De temps en temps naissent dans les profondeurs d’Hollywood des idées qui, pour certains, n’ont peut-être pas beaucoup d’avenir, peut-être à cause de leur audace ou parce qu’elles n’ont tout simplement aucun sens. Le cas de Stuart Fails to Save from the Universe s’installe dans un domaine particulier de l’industrie du divertissement, né du terrain le plus improbable du spin-off, mais avec un potentiel surprenant pour devenir un succès.
Il y a quelque temps, nous avons entendu parler de cette proposition unique dérivée de The Big Bang Theory, la série extrêmement réussie de Chuck Lorre qui a marqué l’histoire sur Warner Channel et en streaming grâce à l’idée de mettre le nerd au centre de l’attention, un personnage qui parmi les archétypes narratifs est presque toujours relégué au niveau secondaire ou accessoire.
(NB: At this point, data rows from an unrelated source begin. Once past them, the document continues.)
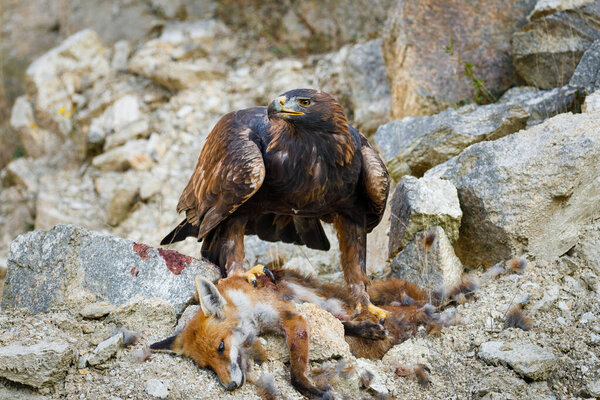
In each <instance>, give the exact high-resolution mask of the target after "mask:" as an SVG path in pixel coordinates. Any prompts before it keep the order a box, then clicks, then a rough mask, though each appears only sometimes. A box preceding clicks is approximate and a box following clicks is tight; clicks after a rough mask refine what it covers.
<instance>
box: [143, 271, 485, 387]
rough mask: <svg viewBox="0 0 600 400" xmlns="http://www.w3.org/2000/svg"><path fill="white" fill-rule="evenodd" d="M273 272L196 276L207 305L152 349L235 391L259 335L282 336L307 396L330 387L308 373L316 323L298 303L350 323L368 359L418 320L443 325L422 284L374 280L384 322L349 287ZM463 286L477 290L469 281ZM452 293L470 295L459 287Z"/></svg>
mask: <svg viewBox="0 0 600 400" xmlns="http://www.w3.org/2000/svg"><path fill="white" fill-rule="evenodd" d="M270 272H271V273H270V274H268V275H261V276H259V277H258V279H257V284H256V286H253V285H252V284H250V283H248V281H247V279H246V277H245V276H244V275H232V276H230V277H228V278H225V279H221V280H220V281H218V282H217V283H216V285H215V284H213V283H211V282H209V281H207V280H205V279H203V278H197V280H196V288H197V290H198V298H199V302H200V306H201V309H200V310H199V311H198V313H197V314H196V315H195V316H194V317H193V319H192V320H191V321H190V322H189V323H188V324H187V325H186V327H185V328H184V330H183V331H182V332H180V333H177V334H176V335H175V336H172V337H169V338H167V339H165V340H163V341H160V342H157V343H154V344H152V345H151V346H150V349H151V350H154V351H160V350H166V351H173V352H175V353H178V354H182V355H184V356H187V357H190V358H192V359H193V360H194V361H195V362H196V363H197V364H198V365H199V366H200V367H203V368H205V367H207V368H210V369H212V370H213V371H214V372H215V373H216V374H217V376H218V377H219V380H220V381H221V384H222V385H223V386H224V387H225V388H226V389H227V390H233V389H235V388H237V387H239V386H241V385H243V384H244V383H245V381H246V371H247V370H248V368H249V362H250V361H249V359H250V355H251V354H256V353H261V349H259V348H257V347H259V346H260V344H259V342H258V341H256V340H255V339H256V337H257V336H260V335H261V334H264V333H276V334H282V335H283V336H284V337H285V339H286V342H287V345H288V348H289V351H290V372H291V381H292V385H293V386H294V387H295V388H296V389H297V390H298V391H299V392H300V393H302V394H304V395H305V396H307V397H322V396H324V395H326V394H327V388H322V387H321V388H319V387H317V386H315V385H314V384H313V382H312V381H311V380H310V379H309V378H308V376H307V370H308V344H309V339H310V328H309V326H308V324H307V322H306V320H305V319H304V317H303V316H302V315H300V314H298V312H296V310H295V307H294V303H305V302H309V303H314V304H316V305H318V306H320V307H321V308H323V309H325V310H327V311H329V312H330V313H331V314H333V315H334V316H335V317H337V318H338V319H339V320H340V321H341V322H342V324H343V325H344V330H345V339H346V341H347V342H348V344H349V345H350V349H351V351H352V353H353V354H354V355H355V356H357V357H363V358H371V359H376V358H381V357H382V356H383V355H384V354H385V353H386V352H387V350H389V349H390V348H391V347H392V346H394V345H395V344H398V343H401V342H402V341H404V340H406V339H407V338H409V337H410V336H412V335H414V334H415V332H416V331H417V329H418V327H419V326H425V327H426V328H427V330H428V331H437V330H439V328H440V326H442V325H444V324H445V322H444V319H443V318H440V314H438V313H437V309H436V308H435V307H434V306H432V305H430V304H429V303H428V300H430V301H433V302H434V303H437V304H439V303H440V302H441V300H442V295H441V294H438V295H437V296H436V298H435V299H427V295H426V293H425V292H424V291H423V290H422V289H420V288H419V287H418V286H417V285H414V284H412V283H409V282H406V281H403V280H401V279H390V280H387V281H375V282H373V284H372V285H371V286H370V287H369V290H368V293H369V296H370V298H371V301H372V302H373V304H375V305H377V306H379V307H381V308H383V309H385V310H387V311H389V312H390V317H389V318H388V319H387V320H386V321H385V324H384V325H382V324H380V321H378V320H377V318H376V317H375V316H374V315H372V314H371V313H369V312H368V311H367V310H366V309H363V310H362V311H360V312H358V313H356V311H355V310H357V306H358V305H357V303H356V300H355V299H354V296H352V294H351V293H350V292H349V290H348V288H347V287H345V286H341V285H334V284H321V283H319V282H317V281H316V280H315V279H312V278H310V277H305V276H302V275H300V274H299V273H297V272H295V271H293V270H288V269H274V270H272V271H270ZM461 287H464V288H468V290H472V289H473V287H472V286H470V285H462V286H461ZM465 290H466V289H465ZM451 292H452V293H454V294H457V293H460V294H461V295H462V296H469V295H470V293H467V294H465V293H464V292H463V291H461V289H460V288H457V289H454V290H453V291H451Z"/></svg>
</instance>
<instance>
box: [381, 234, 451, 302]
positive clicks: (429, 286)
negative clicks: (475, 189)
mask: <svg viewBox="0 0 600 400" xmlns="http://www.w3.org/2000/svg"><path fill="white" fill-rule="evenodd" d="M428 237H429V238H432V239H433V241H432V243H431V245H426V244H425V242H426V240H427V238H428ZM391 267H392V276H393V277H395V278H400V279H404V280H406V281H409V282H413V283H416V284H417V285H419V286H421V287H422V288H425V289H427V290H428V291H429V292H431V291H437V290H443V289H444V288H451V287H453V286H455V285H457V284H458V283H459V282H460V278H461V275H462V272H463V266H462V264H461V262H460V260H459V259H458V257H456V254H454V248H453V247H452V243H451V242H450V240H449V239H448V237H447V236H446V233H445V232H444V229H442V228H441V227H439V226H433V227H431V228H430V229H428V230H427V231H421V232H418V233H417V234H416V235H415V236H414V238H413V240H412V241H411V242H409V243H408V245H407V246H406V248H405V249H404V250H402V251H401V252H400V253H398V255H397V256H396V257H395V258H394V259H393V260H392V261H391Z"/></svg>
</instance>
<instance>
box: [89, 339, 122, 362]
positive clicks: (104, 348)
mask: <svg viewBox="0 0 600 400" xmlns="http://www.w3.org/2000/svg"><path fill="white" fill-rule="evenodd" d="M122 345H123V334H122V333H119V334H116V335H114V336H111V337H110V338H108V339H106V340H105V341H103V342H101V343H100V344H99V345H98V346H96V348H95V349H94V351H92V353H91V354H90V355H89V356H88V357H86V360H87V363H88V364H89V365H91V366H92V367H98V366H101V365H102V364H104V363H105V362H107V361H108V360H110V359H111V358H112V357H114V356H115V354H117V351H118V350H119V349H120V348H121V346H122Z"/></svg>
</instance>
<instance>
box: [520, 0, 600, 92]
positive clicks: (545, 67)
mask: <svg viewBox="0 0 600 400" xmlns="http://www.w3.org/2000/svg"><path fill="white" fill-rule="evenodd" d="M534 15H536V14H534ZM537 15H538V16H539V15H543V14H539V13H538V14H537ZM599 17H600V1H597V0H596V1H593V2H589V3H587V4H585V5H583V6H580V7H576V8H570V9H565V10H564V11H560V12H556V13H553V14H549V15H546V16H543V17H539V18H537V19H532V21H531V22H530V23H528V24H527V25H526V26H524V27H523V29H522V30H520V31H519V32H516V33H515V34H514V35H513V38H512V52H511V53H512V55H513V64H514V66H515V68H516V70H517V72H518V73H519V75H520V76H521V77H522V78H523V79H524V80H525V82H527V84H529V85H531V86H536V87H538V88H541V89H551V88H554V87H560V86H563V85H566V84H567V83H568V82H569V80H570V79H571V75H573V71H575V68H576V67H577V64H578V63H579V60H580V59H581V56H582V55H583V53H584V52H585V51H586V50H587V48H588V47H590V45H591V44H592V43H593V42H594V41H595V40H598V39H600V22H599Z"/></svg>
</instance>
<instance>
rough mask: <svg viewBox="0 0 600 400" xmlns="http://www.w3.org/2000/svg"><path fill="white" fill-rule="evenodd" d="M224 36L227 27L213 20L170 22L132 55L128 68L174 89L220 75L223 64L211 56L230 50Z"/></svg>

Stuart Fails to Save the Worlds pousse encore plus loin la déformation des concepts en mettant en scène Stuart comme protagoniste, un nerd plus que les principaux nerds de The Big Bang Theory, mélancolique et sans ce trait de génie académique dédié au monde de la science qui distinguait Sheldon, Leonard, Howard et Rajesh.
Rappelons que dans la série principale, Stuart Bloom est le gérant d’un magasin de bandes dessinées que fréquente le quatuor star. Les scènes dans le magasin nous ont souvent montré les problèmes financiers liés au maintien à flot d’une entreprise de ce type ; On a presque toujours vu Stuart avoir du mal au milieu de ses affaires, mais au moins à la fin de la série il parvient à trouver une certaine stabilité, tant professionnelle que personnelle.
Malheureusement, il semble que la stabilité atteinte par Stuart prenne une pause sabbatique dans la nouvelle série.
Pourquoi Stuart ne parvient-il pas à sauver l’univers ?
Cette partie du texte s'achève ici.